LE MINISTRE DU REVENU NATIONAL,

intimé.

[TRADUCTION FRANÇAISE OFFICIELLE]

____________________________________________________________________

Appel entendu le 24 avril 2007, à Sydney (Nouvelle-Écosse).

 

Devant : L’honorable juge Wyman W. Webb

 

Comparutions :

 

Représentant de l’appelante :

M. Gordie Gosse

 

 

Avocate de l’intimé :

Me Lindsay Holland

____________________________________________________________________

 

JUGEMENT

 

          L’appel que l’appelante a interjeté en vertu de la Loi sur l’assurance‑emploi (la « Loi »), par suite de la décision de l’intimé selon laquelle, au cours de la période allant du 27 novembre 2005 au 17 février 2006, l’appelante n’exerçait pas un emploi assurable au sens de l’article 5 de la Loi, est accueilli et l’affaire est renvoyée au ministre du Revenu national pour qu’il l’étudie de nouveau et rende une nouvelle décision, compte tenu du fait que l’emploi de l’appelante, au cours de cette période, était un emploi assurable en vertu de l’article 5 de la Loi.

 

       Signé à Halifax (Nouvelle‑Écosse), ce 3e jour de mai 2007.

 

 

« Wyman W. Webb »

Juge Webb

Traduction certifiée conforme

ce 28e jour d’août 2007.

 

Johanne Brassard, trad. a.


 

 

 

 

Référence : 2007CCI265

Date : 20070503

Dossier : 2006-3844(EI)

ENTRE :

HELEN WILLIAMS,

appelante,

et

 

LE MINISTRE DU REVENU NATIONAL,

intimé.

[TRADUCTION FRANÇAISE OFFICIELLE]

 

MOTIFS DU JUGEMENT

 

Le juge Webb

 

[1]              Il s’agit en l’espèce de savoir s’il était raisonnable pour l’intimé de décider que l’emploi qu’Helen Williams exerçait auprès de B & M Burner Services Ltd. au cours de la période allant du 27 novembre 2005 au 17 février 2006 n’était pas un emploi assurable pour l’application de la Loi sur l’assurance‑emploi (la « Loi »).

 

[2]              Le paragraphe 5(2) de la Loi prévoit notamment ce qui suit :

 

(2) N’est pas un emploi assurable :

 

[...]

 

i)          l’emploi dans le cadre duquel l’employeur et l’employé ont entre eux un lien de dépendance.

 

[3]              Le paragraphe 5(3) de la Loi prévoit ce qui suit :

 

(3) Pour l’application de l’alinéa (2)i) :

 

a)         la question de savoir si des personnes ont entre elles un lien de dépendance est déterminée conformément à la Loi de l’impôt sur le revenu;

 

b)         l’employeur et l’employé, lorsqu’ils sont des personnes liées au sens de cette loi, sont réputés ne pas avoir de lien de dépendance si le ministre du Revenu national est convaincu qu’il est raisonnable de conclure, compte tenu de toutes les circonstances, notamment la rétribution versée, les modalités d’emploi ainsi que la durée, la nature et l’importance du travail accompli, qu’ils auraient conclu entre eux un contrat de travail à peu près semblable s’ils n’avaient pas eu de lien de dépendance.

 

 

[4]              En l’espèce, les actions de B & M Burner Services Ltd. étaient détenues par Helen Williams (17 p. 100), par son mari, Frank Williams (17 p. 100), par son fils Glenn Williams (33 p. 100) et par son fils Gary Williams (33 p. 100).

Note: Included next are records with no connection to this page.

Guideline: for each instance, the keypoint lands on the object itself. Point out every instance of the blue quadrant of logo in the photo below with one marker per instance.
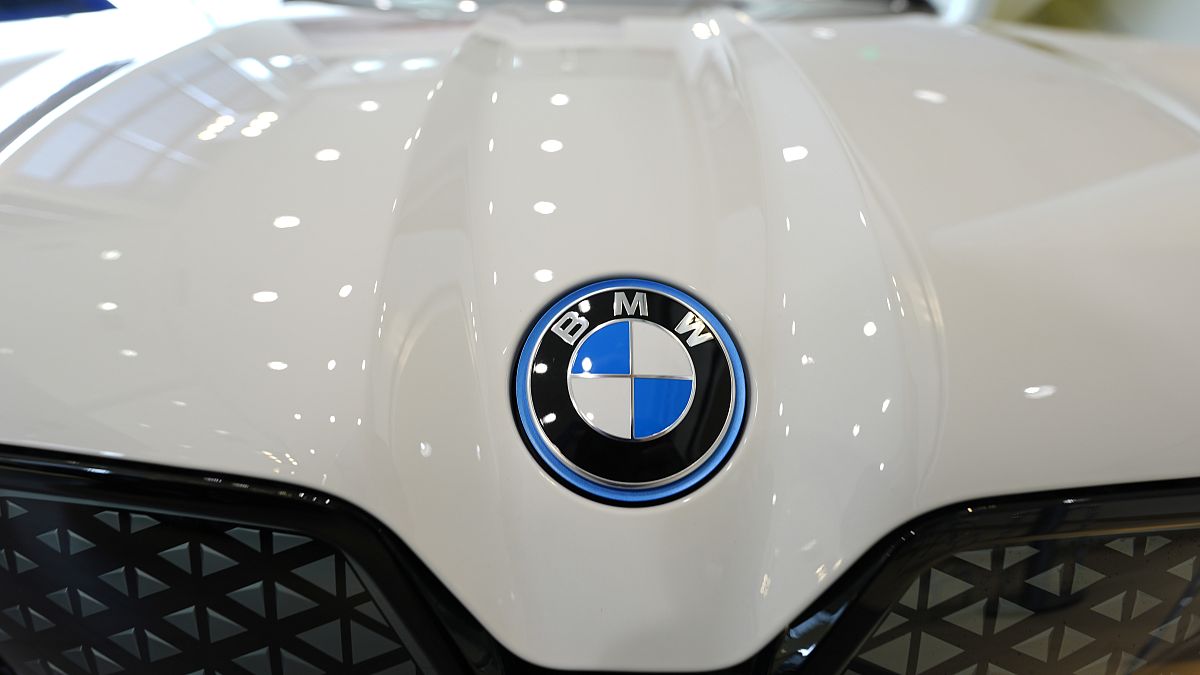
(604, 352)
(658, 404)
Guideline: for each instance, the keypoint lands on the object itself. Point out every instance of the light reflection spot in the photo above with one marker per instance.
(1039, 392)
(795, 153)
(929, 96)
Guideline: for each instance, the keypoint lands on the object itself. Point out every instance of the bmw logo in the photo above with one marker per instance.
(630, 392)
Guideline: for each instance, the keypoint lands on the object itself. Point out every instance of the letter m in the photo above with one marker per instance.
(621, 304)
(691, 323)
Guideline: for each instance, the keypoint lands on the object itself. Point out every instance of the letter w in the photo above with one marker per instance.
(696, 327)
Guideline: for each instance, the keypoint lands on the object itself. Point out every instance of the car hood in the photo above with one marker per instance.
(958, 262)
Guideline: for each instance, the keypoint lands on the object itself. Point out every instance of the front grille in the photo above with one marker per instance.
(114, 567)
(87, 589)
(1097, 581)
(1103, 605)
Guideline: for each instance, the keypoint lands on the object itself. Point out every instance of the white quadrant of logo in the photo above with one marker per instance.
(631, 380)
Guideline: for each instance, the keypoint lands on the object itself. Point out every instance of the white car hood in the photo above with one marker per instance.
(957, 264)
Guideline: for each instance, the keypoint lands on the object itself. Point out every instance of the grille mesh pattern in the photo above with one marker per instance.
(1091, 607)
(94, 591)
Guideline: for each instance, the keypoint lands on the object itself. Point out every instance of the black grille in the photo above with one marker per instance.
(87, 590)
(1095, 607)
(1093, 581)
(115, 567)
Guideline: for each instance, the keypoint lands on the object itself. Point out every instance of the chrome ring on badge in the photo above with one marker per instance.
(630, 392)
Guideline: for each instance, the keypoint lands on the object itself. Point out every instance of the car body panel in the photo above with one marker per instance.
(906, 225)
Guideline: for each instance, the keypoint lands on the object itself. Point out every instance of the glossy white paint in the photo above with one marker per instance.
(957, 266)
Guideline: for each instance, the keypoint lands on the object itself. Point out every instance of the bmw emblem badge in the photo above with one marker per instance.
(630, 392)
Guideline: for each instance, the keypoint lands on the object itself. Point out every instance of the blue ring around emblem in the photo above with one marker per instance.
(611, 493)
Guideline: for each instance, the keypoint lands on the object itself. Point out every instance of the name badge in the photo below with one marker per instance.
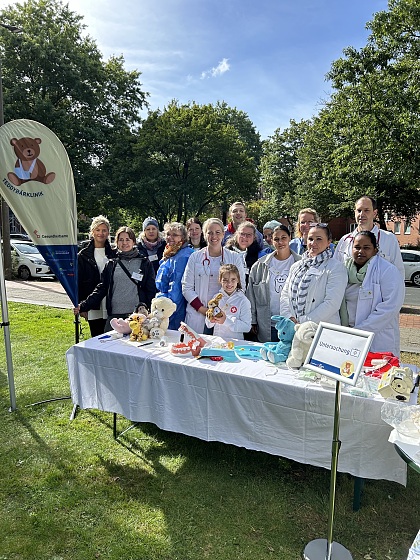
(314, 271)
(365, 293)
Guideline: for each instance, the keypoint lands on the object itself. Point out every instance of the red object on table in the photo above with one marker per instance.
(389, 356)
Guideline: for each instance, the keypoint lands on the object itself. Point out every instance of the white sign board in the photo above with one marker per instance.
(338, 352)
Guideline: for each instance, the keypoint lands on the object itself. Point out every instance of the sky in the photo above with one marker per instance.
(267, 58)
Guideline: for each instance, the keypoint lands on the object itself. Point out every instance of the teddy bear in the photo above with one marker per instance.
(121, 325)
(137, 333)
(28, 166)
(276, 352)
(304, 335)
(157, 322)
(213, 307)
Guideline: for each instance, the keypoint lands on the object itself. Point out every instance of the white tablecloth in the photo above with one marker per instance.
(237, 403)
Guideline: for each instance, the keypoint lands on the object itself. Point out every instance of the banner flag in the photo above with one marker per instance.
(36, 180)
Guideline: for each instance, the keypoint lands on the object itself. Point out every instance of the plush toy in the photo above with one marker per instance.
(28, 166)
(213, 307)
(121, 325)
(142, 308)
(304, 335)
(157, 322)
(396, 383)
(275, 352)
(191, 342)
(135, 321)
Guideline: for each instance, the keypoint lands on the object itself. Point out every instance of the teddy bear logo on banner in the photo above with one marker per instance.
(28, 166)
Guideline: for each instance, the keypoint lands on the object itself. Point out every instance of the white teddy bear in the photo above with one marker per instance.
(302, 341)
(157, 321)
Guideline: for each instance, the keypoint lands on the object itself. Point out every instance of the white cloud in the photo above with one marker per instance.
(218, 70)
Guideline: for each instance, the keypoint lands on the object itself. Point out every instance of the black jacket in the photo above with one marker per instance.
(146, 289)
(88, 271)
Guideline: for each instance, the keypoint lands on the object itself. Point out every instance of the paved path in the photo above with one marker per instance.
(51, 293)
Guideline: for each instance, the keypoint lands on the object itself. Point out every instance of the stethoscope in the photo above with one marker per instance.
(206, 262)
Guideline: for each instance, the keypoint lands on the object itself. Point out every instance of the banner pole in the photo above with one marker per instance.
(6, 330)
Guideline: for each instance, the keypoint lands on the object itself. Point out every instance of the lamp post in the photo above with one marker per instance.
(4, 206)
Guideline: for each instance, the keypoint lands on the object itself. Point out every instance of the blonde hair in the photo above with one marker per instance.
(230, 269)
(305, 211)
(237, 203)
(211, 221)
(176, 226)
(97, 221)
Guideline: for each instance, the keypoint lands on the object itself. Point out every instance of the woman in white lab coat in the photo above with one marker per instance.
(374, 294)
(201, 277)
(315, 286)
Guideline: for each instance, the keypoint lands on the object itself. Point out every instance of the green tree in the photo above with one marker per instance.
(55, 75)
(278, 169)
(189, 158)
(367, 137)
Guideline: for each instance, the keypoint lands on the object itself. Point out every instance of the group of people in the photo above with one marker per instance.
(360, 283)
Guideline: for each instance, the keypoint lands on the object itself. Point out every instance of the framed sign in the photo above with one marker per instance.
(338, 352)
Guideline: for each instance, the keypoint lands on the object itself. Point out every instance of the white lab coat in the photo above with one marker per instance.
(237, 309)
(374, 306)
(195, 283)
(387, 245)
(325, 293)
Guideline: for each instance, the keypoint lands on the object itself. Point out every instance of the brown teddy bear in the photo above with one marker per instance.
(28, 167)
(213, 307)
(135, 321)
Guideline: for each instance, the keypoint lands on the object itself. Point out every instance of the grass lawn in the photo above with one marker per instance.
(70, 492)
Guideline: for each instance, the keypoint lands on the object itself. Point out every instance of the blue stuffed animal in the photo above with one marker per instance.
(276, 352)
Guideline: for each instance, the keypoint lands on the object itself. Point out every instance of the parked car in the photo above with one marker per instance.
(27, 261)
(411, 260)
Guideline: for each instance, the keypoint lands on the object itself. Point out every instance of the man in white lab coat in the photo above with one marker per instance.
(365, 213)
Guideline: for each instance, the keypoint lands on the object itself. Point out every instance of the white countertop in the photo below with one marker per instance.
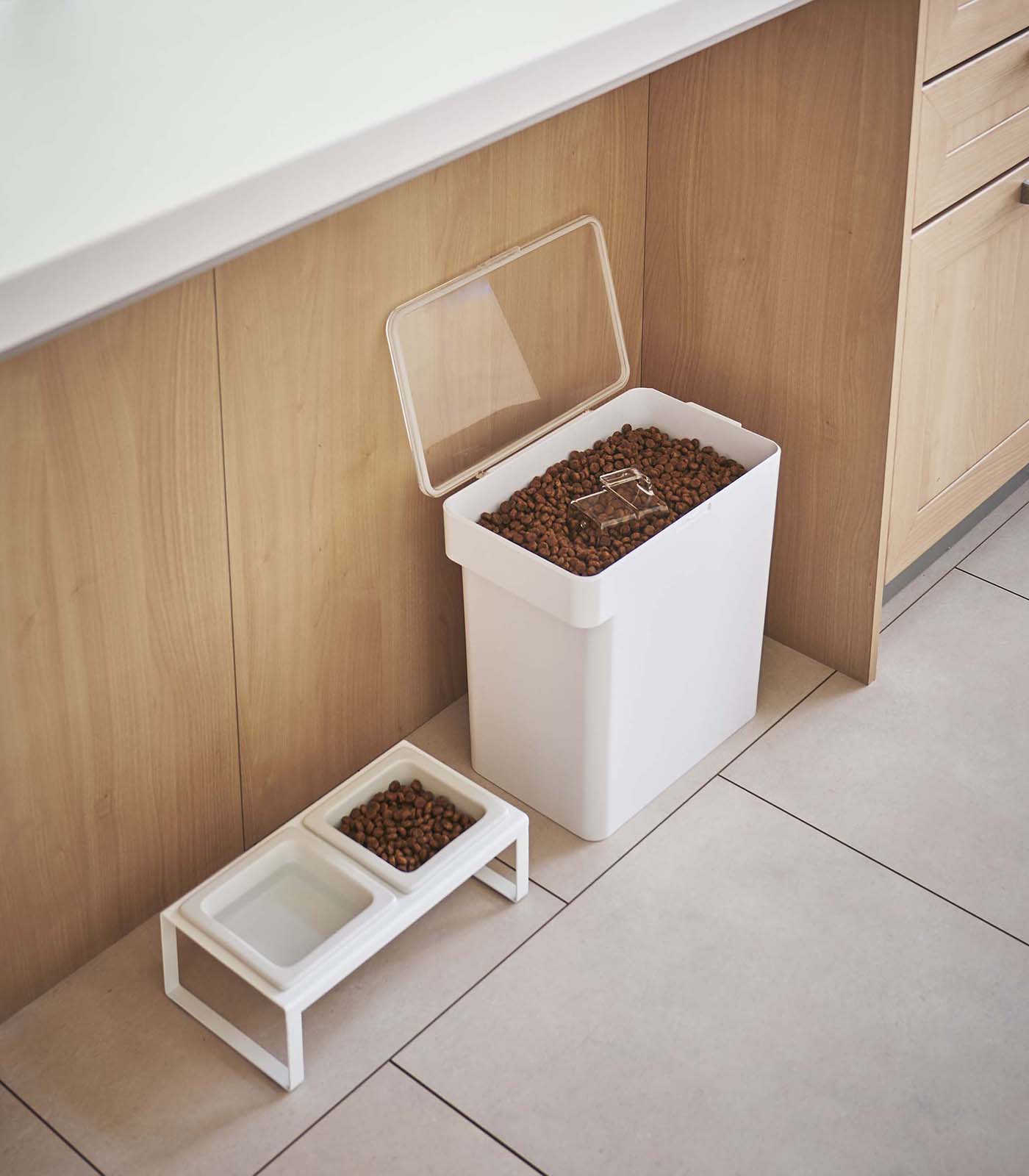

Par conséquent, Helen Williams et B & M Burner Services Ltd. étaient des personnes liées pour l’application de la Loi de l’impôt sur le revenu, par suite des dispositions de l’alinéa 251(2)b) de cette loi, et elles sont donc réputées avoir entre elles un lien de dépendance en vertu de l’alinéa 251(1)a). Par conséquent, il s’agit ici de savoir s’il était raisonnable pour le ministre du Revenu national, de décider qu’Helen Williams et B & M Burner Services Ltd. n’auraient pas conclu entre elles un contrat de travail à peu près semblable au cours de la période en question si elles n’avaient pas eu de lien de dépendance.

 

[5]              Dans la décision Porter c. M.R.N., 2005 CCI 364, la juge Campbell, de la présente cour, a examiné les décisions rendues par la Cour et par la Cour d’appel fédérale en ce qui concerne le rôle de la Cour de l’impôt dans les appels de cette nature. Au paragraphe 13 de cette décision, la juge Campbell a dit ce qui suit :

 

En résumé, le rôle de la Cour consiste à vérifier l’existence et l’exactitude des faits sur lesquels le ministre se fonde, à examiner tous les faits mis en preuve devant elle, notamment tout nouveau fait, et à décider ensuite si la décision du ministre paraît toujours « raisonnable » à la lumière des conclusions de fait tirées par la Cour. Elle doit accorder une certaine déférence au ministre dans le cadre de cet exercice.

 

[6]              B & M Burner Services Ltd. exploite une petite entreprise dans le cadre de laquelle elle fournit des services d’entretien de chaudières au mazout; l’entreprise est exploitée depuis des locaux situés près de Sydney (Nouvelle‑Écosse). Il s’agissait d’une entreprise saisonnière qui était exploitée entre la fin de l’automne et la fin du printemps, selon le temps qu’il faisait. Helen Williams était employée comme secrétaire; ses tâches consistaient notamment à répondre au téléphone, à organiser des rendez‑vous, à envoyer les travailleurs lorsque les clients appelaient et à effectuer des travaux de dactylographie et de classement. Elle travaillait habituellement chaque jour de 8 h à 17 h, mais elle s’occupait également, après les heures normales de travail, des appels des clients dont l’appareil de chauffage était défectueux. Ces appels pouvaient être effectués au milieu de la nuit.

 

[7]              Dans la réponse, l’intimé a admis qu’Helen Williams [traduction] « travaillait comme secrétaire sur une base saisonnière pour B & M Burner Services Ltd. (le « payeur ») depuis environ 23 ans ». L’agente des appels, à l’Agence du revenu du Canada, a témoigné qu’en concluant que les modalités d’emploi existant entre Helen Williams et le payeur n’étaient pas à peu près les mêmes que celles qui auraient existé en l’absence d’un lien de dépendance, elle avait comparé les tâches d’Helen Williams et celles d’Alura Williams ainsi que le montant que chacune recevait. Alura Williams était la belle‑fille d’Helen Williams.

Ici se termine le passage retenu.